Non-Stop New York (1937) is an odd, comedic, tension movie that comes off a little flat – although some of that is the quality of the print. Jennie Carr, aspiring British dancer, is in New York for a stab at her dream job. The night of the closing of the Broadway show she’s working in she runs into charming young lawyer Billy Cooper, who invites her to his place for a meal.
When she discovers a homeless man is taking advantage of the food, she chases him out, and then gets chased out herself by other men crowding into Cooper’s apartment. The next day, as she’s leaving for home on a passenger liner, she learns of Cooper’s murder and the arrest of the homeless man, named Abel.

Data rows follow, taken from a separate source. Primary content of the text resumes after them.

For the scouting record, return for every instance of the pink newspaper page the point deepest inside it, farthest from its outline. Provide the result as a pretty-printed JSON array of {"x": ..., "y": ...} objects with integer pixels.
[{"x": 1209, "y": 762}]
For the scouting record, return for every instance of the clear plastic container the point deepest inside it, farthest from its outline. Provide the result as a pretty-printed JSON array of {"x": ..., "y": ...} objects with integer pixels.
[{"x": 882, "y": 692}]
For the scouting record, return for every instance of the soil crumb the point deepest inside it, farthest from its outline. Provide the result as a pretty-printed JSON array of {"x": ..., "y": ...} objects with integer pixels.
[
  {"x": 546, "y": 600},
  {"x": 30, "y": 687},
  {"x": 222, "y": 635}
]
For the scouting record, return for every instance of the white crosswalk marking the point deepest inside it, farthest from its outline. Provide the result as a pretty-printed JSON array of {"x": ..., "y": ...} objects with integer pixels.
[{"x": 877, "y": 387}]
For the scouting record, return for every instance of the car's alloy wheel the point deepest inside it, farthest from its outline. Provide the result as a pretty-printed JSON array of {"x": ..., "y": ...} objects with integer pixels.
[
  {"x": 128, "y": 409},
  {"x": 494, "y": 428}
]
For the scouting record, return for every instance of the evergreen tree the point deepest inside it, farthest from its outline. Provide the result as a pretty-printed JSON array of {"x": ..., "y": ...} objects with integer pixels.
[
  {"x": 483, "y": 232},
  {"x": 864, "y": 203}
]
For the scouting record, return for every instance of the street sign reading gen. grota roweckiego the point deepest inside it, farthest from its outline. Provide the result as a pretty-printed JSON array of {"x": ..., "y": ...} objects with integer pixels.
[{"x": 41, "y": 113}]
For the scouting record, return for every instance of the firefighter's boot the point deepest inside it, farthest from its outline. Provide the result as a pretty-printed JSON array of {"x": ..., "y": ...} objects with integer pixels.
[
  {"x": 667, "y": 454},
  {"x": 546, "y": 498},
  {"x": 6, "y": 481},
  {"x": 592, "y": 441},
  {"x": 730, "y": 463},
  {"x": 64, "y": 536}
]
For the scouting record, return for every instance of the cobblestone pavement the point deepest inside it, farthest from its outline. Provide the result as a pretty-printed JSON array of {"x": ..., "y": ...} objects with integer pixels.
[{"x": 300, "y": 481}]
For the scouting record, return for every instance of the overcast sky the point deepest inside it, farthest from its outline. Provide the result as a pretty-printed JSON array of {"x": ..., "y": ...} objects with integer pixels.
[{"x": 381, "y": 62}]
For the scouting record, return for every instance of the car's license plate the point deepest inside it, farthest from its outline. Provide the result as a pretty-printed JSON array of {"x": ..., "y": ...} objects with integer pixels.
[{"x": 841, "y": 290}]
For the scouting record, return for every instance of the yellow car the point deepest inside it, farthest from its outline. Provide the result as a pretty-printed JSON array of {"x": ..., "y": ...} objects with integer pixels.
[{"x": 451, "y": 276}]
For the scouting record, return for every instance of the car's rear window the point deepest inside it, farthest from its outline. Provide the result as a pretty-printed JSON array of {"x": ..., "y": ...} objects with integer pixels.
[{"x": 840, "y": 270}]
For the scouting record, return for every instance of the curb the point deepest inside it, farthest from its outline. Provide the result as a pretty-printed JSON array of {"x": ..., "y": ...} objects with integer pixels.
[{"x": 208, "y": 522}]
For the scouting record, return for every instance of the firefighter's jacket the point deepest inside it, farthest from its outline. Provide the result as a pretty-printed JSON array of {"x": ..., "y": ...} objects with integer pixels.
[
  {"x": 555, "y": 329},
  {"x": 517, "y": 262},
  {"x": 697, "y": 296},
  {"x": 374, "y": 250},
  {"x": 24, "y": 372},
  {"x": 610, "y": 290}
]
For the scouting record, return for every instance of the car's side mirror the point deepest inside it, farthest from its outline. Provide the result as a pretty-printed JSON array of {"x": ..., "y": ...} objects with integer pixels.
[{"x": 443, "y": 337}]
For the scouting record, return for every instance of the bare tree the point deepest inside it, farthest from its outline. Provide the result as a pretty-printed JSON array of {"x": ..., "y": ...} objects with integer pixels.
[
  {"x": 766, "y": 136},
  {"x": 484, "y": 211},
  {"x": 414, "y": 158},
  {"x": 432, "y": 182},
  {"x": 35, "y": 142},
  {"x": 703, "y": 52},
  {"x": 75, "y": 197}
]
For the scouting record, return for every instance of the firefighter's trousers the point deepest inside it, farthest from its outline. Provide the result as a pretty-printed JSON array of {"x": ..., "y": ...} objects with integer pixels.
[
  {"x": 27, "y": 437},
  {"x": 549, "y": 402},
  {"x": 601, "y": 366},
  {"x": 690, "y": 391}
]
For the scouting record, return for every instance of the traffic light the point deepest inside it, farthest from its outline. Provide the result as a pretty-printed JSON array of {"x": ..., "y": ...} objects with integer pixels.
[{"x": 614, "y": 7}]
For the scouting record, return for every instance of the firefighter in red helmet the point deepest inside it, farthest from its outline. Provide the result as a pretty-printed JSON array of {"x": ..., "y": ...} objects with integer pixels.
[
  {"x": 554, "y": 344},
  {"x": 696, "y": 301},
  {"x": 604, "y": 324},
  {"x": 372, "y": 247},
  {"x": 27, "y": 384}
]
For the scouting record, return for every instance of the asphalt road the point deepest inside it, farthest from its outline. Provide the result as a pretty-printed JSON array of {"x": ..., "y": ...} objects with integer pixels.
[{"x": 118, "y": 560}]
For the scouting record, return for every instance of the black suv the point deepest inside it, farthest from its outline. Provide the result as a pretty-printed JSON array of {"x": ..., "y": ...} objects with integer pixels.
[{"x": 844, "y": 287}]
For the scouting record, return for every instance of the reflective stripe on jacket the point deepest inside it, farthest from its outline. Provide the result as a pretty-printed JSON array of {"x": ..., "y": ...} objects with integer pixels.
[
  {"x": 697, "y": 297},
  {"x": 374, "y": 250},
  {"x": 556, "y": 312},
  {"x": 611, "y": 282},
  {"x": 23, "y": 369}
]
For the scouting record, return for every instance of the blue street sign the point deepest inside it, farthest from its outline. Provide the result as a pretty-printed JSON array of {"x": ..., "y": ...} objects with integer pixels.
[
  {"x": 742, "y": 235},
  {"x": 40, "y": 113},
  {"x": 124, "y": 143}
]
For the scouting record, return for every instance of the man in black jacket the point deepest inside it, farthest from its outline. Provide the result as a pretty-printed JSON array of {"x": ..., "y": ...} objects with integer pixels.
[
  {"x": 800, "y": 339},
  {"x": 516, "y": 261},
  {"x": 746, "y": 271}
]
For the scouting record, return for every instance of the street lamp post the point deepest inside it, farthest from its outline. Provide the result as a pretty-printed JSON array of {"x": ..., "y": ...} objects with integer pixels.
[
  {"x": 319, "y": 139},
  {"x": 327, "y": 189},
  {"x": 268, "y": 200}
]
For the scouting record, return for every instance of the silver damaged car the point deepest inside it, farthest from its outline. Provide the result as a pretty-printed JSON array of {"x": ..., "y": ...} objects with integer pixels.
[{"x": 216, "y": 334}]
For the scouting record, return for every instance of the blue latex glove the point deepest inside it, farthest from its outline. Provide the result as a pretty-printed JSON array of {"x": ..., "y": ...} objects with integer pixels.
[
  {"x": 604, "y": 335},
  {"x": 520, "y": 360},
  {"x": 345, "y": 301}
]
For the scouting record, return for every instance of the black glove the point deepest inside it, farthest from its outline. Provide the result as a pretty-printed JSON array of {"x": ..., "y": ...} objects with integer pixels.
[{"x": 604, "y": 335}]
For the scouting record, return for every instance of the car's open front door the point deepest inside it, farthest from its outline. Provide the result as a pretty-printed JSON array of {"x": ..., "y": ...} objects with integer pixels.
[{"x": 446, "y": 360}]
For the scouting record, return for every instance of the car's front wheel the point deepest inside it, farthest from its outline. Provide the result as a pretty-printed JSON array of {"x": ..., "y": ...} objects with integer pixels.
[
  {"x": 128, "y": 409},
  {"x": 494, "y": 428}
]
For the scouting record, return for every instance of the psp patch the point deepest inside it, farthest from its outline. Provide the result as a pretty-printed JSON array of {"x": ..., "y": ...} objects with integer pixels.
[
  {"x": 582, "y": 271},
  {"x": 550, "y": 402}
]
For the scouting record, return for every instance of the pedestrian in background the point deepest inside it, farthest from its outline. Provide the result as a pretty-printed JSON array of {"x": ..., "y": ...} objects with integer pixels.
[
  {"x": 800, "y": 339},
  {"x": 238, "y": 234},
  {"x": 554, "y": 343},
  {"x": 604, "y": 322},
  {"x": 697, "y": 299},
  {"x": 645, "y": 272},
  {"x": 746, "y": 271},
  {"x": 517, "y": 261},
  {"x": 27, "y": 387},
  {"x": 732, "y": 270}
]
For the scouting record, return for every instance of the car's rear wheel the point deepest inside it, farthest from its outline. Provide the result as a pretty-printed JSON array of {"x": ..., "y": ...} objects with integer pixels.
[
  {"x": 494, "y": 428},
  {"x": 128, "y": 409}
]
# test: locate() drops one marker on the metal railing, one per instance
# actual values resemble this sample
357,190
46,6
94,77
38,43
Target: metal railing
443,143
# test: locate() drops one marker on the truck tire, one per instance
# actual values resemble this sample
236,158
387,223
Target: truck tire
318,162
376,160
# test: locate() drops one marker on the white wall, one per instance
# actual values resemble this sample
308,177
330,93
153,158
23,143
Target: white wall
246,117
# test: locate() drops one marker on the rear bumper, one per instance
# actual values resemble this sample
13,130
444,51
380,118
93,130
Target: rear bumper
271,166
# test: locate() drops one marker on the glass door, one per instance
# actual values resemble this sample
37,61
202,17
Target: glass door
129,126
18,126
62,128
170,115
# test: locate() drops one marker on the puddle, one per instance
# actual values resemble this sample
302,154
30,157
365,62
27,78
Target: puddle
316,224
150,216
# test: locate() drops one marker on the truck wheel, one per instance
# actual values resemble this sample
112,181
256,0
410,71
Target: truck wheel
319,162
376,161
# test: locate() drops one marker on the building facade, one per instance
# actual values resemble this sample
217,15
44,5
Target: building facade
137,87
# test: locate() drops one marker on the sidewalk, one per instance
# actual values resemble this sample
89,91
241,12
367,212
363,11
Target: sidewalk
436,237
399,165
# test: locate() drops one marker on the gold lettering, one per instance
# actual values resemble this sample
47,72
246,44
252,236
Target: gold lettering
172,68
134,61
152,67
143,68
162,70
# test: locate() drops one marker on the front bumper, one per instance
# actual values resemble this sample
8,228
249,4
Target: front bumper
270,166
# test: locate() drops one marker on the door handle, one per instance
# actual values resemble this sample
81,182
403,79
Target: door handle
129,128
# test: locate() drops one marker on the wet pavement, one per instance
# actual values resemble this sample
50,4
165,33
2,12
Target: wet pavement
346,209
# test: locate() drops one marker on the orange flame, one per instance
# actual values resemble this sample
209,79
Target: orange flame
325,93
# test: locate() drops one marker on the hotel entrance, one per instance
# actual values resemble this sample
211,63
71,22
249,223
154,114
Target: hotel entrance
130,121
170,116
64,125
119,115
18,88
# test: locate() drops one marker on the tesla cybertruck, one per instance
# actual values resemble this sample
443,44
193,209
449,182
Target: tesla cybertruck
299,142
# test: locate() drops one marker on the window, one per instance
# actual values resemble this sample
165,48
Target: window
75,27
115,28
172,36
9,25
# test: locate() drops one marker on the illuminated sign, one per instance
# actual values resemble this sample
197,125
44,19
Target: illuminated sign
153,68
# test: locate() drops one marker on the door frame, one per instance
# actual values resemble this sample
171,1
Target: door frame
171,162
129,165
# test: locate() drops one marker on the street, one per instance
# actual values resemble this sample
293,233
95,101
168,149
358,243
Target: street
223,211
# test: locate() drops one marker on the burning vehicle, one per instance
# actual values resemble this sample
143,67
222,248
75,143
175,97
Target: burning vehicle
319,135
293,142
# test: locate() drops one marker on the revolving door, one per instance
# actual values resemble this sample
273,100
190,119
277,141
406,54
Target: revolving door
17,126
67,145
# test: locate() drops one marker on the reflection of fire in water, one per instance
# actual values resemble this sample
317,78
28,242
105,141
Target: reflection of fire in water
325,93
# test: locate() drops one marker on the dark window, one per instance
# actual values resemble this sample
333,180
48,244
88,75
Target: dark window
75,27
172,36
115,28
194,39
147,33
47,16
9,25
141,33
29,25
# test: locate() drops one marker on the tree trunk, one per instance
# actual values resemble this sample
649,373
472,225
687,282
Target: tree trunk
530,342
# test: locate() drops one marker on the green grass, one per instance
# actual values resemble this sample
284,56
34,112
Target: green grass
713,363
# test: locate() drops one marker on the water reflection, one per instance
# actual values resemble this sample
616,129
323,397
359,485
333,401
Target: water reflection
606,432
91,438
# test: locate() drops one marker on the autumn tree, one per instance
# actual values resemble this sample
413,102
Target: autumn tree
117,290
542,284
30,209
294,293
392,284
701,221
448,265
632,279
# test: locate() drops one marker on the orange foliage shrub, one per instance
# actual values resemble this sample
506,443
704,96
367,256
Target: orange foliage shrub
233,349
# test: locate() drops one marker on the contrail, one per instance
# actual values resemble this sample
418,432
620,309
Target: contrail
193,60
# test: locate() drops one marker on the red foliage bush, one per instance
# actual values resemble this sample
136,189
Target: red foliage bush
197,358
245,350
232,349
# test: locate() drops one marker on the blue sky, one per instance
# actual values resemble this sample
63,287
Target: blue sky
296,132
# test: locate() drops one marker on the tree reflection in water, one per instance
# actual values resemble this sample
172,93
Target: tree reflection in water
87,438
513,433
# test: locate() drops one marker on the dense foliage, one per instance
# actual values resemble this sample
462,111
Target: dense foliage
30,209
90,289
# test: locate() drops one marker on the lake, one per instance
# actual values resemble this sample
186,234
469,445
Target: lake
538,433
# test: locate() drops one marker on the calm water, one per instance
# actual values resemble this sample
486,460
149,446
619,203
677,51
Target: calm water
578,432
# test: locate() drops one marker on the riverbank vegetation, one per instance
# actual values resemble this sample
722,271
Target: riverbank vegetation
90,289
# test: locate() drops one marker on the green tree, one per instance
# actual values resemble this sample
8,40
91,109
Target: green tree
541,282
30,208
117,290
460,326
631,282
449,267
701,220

Appalled, she tries to persuade the Captain of the liner of the situation, but when it comes out that her baggage contains stolen jewelry, she ends up with her own problems: stuck in a British prison for six months. Meanwhile, despite world wide appeals – no, really! – no one can find the mysterious woman Abel claims could clear him, and he is sentenced to the electric chair.
The killers are waiting for Jennie to get out of prison. They don’t need her dead, just discouraged, but her moral sense comes to her rescue and she manages a visit to Scotland Yard, which, unfortunately, is fairly disbelieving. Then there’s nothing for it but to find a way onto the Non-Stop New York, a literal flying boat, complete with outside balconies for the more adventurous flyer.
Well, the killer is waiting to take the closest thing to a witness down, but Scotland Yard is there, too, and soon we have a fake General of Paraguay, a con-man, and Jennie frantically circling the plane, all trying to survive.
Too bad about that prodigious young musician and his interest in muffling his sax with part of a … parachute.
There are some interesting elements here, but they don’t come together because we don’t really develop an empathy for the characters. Perhaps the most charismatic character meets a swift end; some characters who suffer death are barely accorded the honor of cardboard; Jennie is a little too chittie-chatty without being interesting, and, indeed, her slightly amoral mother could have gotten more screen-time to the benefit of the story.
Still, it wasn’t the worst thing in the world, even if the plane had me hooting with laughter.